Further comments on this article
Synesis: I do think that urban paganism must necessarily have two distinct parts. The first is about making city life ecologically sound. that is fairly simple, and not necessarily religious in itself, though I do think it is fairly central to what it means to be pagan. The other is engaging with urban spaces in a way that does not read them as intrusions upon nature but as a unique natural environment. Aside from the fact that it is very easy to see the survival of pagan cultures in much of our urban architecture, it is rather interesting to actually think about our environment. Wouldn't Zeus be very much at home in Trafalgar Square? Aphrodite Genetrix in Soho, certainly (I'm fairly sure I've seen her standing in one doorway or another). If Hekate isn't to be found in the crossroads outside the Palace Theatre, or Isis by the Thames, then I know I've been doing something wrong.
There is also an interesting way of using cities as initiatory theatres, interacting with both the people you meet (including drunks and tramps) and the objects you find. A map can easily be built of those places which are important to you, and journeying between them at a set time and using what you find can be quite the profound experience.

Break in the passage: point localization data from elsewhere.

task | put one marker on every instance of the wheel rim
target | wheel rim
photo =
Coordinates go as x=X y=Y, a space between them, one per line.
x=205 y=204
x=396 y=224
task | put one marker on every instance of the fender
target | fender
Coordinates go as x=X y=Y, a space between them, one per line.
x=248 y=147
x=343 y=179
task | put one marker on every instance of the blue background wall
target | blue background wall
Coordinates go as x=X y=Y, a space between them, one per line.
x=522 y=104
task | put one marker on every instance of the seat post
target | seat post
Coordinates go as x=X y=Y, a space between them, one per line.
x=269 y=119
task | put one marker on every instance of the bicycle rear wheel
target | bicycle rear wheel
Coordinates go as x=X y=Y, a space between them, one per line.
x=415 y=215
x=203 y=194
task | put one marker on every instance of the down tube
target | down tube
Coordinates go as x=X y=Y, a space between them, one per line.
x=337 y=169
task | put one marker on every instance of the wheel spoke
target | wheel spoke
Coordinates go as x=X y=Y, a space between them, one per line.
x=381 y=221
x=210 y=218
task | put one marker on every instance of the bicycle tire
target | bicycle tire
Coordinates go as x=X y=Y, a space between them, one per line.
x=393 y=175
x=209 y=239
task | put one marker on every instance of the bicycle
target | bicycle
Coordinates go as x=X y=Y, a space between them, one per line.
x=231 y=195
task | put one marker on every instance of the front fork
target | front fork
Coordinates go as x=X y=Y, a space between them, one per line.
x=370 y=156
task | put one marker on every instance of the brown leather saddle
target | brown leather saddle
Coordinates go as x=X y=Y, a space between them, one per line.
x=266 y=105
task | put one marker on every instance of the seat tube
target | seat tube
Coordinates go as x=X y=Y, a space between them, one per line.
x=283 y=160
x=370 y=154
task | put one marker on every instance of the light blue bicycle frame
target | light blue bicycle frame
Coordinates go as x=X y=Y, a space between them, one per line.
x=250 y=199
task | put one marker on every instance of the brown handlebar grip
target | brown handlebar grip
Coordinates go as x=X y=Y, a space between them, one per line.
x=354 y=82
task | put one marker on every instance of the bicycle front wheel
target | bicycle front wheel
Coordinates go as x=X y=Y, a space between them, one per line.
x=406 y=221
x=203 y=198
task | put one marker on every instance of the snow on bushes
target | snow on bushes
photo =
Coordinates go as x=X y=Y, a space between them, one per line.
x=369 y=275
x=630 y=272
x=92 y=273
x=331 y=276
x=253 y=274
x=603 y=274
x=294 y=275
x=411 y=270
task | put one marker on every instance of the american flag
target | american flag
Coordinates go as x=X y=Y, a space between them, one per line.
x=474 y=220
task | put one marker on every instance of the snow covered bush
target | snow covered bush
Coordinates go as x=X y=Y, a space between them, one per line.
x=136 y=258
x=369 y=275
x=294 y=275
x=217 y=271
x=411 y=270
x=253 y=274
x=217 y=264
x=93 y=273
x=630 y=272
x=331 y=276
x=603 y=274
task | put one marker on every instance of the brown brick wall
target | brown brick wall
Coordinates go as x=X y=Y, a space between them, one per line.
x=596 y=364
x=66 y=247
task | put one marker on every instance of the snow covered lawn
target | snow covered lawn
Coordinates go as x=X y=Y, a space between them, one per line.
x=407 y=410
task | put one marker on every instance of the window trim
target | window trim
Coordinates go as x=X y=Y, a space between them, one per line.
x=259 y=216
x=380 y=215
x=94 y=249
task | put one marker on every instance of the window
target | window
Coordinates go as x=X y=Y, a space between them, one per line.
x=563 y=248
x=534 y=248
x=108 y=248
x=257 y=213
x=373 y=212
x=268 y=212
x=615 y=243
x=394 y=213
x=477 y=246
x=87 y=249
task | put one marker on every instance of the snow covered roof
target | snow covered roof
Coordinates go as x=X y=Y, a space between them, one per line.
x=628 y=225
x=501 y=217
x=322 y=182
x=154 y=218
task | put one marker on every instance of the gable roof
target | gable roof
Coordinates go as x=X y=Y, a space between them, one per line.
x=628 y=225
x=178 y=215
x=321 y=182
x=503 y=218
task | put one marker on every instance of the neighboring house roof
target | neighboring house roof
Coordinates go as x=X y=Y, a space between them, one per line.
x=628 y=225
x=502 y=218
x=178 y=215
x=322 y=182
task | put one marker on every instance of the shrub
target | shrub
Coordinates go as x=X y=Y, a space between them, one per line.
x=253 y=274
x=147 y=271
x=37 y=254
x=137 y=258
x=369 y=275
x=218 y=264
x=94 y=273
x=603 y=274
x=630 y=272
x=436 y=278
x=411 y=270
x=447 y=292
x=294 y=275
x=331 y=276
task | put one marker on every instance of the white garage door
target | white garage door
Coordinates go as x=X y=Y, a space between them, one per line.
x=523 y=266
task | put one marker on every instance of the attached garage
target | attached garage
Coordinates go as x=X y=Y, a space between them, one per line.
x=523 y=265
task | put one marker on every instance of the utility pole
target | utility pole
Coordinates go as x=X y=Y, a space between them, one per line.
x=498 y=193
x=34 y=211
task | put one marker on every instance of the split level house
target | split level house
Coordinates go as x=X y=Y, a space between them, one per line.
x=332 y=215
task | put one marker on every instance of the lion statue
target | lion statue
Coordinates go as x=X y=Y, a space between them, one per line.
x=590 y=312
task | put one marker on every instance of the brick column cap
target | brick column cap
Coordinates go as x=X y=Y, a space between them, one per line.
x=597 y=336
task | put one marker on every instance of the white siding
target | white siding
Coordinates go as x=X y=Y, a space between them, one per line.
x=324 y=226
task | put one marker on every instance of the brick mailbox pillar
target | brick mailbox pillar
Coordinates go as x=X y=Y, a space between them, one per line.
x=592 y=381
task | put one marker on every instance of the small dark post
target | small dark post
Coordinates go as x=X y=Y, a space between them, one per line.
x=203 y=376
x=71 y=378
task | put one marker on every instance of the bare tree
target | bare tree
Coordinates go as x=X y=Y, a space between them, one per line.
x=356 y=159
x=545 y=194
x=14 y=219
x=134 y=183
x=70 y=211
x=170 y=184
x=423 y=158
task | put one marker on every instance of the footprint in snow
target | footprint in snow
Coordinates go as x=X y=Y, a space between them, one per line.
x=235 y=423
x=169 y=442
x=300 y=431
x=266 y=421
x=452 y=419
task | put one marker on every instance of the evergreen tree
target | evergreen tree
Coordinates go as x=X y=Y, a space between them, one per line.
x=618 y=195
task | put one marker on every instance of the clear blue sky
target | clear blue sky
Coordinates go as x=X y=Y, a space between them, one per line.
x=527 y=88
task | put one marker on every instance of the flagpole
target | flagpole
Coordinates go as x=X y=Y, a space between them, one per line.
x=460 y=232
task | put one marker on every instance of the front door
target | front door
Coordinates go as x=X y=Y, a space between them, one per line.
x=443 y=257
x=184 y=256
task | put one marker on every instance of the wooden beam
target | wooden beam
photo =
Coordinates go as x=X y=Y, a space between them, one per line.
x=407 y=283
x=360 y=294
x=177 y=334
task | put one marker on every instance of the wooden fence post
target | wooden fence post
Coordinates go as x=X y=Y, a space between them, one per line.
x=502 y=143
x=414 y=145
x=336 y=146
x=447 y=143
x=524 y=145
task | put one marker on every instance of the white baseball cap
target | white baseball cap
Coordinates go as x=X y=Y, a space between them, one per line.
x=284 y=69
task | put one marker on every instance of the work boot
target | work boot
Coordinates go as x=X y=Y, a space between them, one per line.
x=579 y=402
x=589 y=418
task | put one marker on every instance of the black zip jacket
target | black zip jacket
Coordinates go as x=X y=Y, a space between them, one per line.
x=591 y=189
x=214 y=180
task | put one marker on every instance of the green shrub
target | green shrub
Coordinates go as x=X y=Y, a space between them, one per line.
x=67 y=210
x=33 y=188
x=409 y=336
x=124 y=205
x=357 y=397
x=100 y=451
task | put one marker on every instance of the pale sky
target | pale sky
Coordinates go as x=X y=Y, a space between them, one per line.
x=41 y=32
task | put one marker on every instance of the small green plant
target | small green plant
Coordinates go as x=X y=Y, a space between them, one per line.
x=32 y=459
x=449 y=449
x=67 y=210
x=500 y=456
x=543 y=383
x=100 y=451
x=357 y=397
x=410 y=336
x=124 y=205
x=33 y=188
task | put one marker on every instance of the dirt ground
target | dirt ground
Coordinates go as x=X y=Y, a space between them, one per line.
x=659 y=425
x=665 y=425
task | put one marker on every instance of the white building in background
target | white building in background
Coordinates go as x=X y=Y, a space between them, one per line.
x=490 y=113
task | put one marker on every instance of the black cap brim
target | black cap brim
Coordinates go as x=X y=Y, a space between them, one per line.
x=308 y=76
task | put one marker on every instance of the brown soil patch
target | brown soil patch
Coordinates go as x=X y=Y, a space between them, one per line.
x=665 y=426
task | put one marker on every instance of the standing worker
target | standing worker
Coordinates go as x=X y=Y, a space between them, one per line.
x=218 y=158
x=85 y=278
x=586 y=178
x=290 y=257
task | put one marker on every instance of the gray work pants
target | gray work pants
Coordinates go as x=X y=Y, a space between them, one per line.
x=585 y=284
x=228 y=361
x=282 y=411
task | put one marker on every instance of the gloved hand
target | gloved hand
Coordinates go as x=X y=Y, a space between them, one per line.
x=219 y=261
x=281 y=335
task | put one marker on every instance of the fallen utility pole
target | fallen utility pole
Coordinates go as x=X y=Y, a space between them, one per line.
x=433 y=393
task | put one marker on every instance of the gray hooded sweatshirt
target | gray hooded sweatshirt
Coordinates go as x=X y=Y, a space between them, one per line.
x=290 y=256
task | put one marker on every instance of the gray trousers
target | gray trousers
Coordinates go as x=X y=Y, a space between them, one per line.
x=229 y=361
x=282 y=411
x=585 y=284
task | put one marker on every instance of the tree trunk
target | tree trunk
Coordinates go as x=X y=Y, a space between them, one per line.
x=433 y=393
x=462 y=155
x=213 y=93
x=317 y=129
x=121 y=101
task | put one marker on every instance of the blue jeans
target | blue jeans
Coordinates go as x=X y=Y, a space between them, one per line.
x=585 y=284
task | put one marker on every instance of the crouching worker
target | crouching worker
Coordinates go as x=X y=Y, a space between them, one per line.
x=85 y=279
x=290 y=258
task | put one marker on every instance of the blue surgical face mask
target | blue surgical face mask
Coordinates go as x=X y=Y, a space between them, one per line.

Yvonne: The problem as I see it is that the historical use of the term pagan is problematic, because classical paganisms were not exclusively rural; nor are modern paganisms. We cannot be 100% certain of what the term means, since the etymology is disputed. But as it was originally a derogatory term, meaning "those hicks from the sticks who aren't hip to the happening of Christianity" - which we have subsequently reclaimed as a label for our yearnings for the old gods and for the natural world - it can mean pretty much what you want.
The original point of the article was to have a go at a particularly self-righteous article by a druid, which claimed that you weren't a proper pagan unless you live in the countryside. As the city-dwelling "pagans" (I use inverted commas because the term hadn't been invented yet) of the past were devout followers of their gods, I daresay they'd be quite offended by the notion that they were somehow lacking in their devotions.